If we are going to count antipredicates as predicates then most subjects would have billions of predicates. ‘Dogs’, for example, would have ‘not being a cat’ as a predicate, along with ‘non-building’, ‘non-human’, ‘non-fish’, ‘non-plant’, etc. If these are genuine properties of the subject why don’t we ever refer to them as distinguishing features of dogs? It would make far more sense to say that ‘All dogs are non-buildings’ just means that ‘buildings’ is not a property or attribute of dogs, or is a property that all dogs lack, rather than to say that ‘non-buildings’ is a property. So, in sum, I do not think that nonexistence would be a predicate even though existence is. No negatively expressed class complements would be predicates, they simply indicate the absence of a predicate. That resolves the paradox.
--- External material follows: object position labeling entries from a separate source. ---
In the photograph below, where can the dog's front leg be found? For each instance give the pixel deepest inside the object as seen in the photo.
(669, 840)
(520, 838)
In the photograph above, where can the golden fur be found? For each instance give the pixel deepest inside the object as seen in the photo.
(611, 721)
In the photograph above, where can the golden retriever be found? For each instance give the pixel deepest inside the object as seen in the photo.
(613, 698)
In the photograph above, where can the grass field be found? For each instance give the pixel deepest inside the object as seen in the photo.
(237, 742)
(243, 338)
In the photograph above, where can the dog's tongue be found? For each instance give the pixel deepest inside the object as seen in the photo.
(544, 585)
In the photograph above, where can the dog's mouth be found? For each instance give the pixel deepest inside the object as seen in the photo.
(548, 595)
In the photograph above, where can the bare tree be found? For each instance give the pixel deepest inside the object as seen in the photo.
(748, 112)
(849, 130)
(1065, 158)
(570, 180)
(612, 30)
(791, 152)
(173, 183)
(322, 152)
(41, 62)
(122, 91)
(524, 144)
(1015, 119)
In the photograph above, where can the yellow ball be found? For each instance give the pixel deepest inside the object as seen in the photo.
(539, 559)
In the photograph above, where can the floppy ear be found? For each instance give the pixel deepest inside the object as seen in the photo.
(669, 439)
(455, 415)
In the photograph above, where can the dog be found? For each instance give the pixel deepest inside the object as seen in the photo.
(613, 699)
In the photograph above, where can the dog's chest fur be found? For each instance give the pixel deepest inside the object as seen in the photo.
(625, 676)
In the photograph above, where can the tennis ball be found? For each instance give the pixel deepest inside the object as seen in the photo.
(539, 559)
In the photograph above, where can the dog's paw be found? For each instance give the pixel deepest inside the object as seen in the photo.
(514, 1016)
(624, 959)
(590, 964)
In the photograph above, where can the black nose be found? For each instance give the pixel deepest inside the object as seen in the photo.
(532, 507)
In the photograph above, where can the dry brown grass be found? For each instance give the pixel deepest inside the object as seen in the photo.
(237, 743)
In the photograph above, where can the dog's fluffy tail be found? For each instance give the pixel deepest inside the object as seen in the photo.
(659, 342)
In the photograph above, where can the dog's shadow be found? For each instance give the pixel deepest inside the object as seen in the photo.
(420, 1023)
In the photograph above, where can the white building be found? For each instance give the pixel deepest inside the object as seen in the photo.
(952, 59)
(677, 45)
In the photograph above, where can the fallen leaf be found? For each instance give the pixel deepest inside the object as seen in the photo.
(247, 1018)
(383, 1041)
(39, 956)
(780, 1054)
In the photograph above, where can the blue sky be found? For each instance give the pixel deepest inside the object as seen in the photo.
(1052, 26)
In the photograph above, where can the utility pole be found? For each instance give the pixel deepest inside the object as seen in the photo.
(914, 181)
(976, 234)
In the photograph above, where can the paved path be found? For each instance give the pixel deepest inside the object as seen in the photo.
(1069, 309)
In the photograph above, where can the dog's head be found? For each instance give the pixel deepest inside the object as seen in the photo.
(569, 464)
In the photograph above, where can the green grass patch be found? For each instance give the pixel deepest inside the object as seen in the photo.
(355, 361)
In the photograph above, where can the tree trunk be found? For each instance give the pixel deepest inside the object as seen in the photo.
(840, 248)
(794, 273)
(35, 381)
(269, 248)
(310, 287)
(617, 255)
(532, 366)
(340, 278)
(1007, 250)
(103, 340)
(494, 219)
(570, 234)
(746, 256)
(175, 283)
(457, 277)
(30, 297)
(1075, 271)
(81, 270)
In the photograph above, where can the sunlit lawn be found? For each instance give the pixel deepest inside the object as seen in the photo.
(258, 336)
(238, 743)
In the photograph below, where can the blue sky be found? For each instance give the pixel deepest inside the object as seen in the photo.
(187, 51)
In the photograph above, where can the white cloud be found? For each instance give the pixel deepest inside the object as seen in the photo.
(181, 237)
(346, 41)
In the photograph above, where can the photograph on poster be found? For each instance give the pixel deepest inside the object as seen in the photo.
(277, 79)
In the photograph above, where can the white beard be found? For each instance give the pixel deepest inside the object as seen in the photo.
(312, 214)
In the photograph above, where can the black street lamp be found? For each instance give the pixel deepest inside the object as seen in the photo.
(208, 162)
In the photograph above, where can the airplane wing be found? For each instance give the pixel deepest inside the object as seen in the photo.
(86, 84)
Furthermore, I believe that the whole way that Russell approaches this issue is wrong. Of the things that are possible there are two main categories that all subjects would fall into, those that are actual and those that are hypothetical. If a subject, whatever it is, does not have membership in the category of actual things, but is possible, then it would be in the category of hypothetical or merely possible things. When you say ‘Ronald McDonald does not exist’ what it means is that this subject is not instantiated in the category of actually existing things. But of course it is instantiated in the category of fictional things, which is a subset within the ‘hypothetical’ category. So it is instantiated, just not in the category of ‘actual things’; that is why it is true to say that the subject lacks the predicate of existence, because it is not a member of that category; but it does have the predicate of hypothetical existence because it is a member of that category. ‘Ronald McDonald exists as a fictional character’ is true.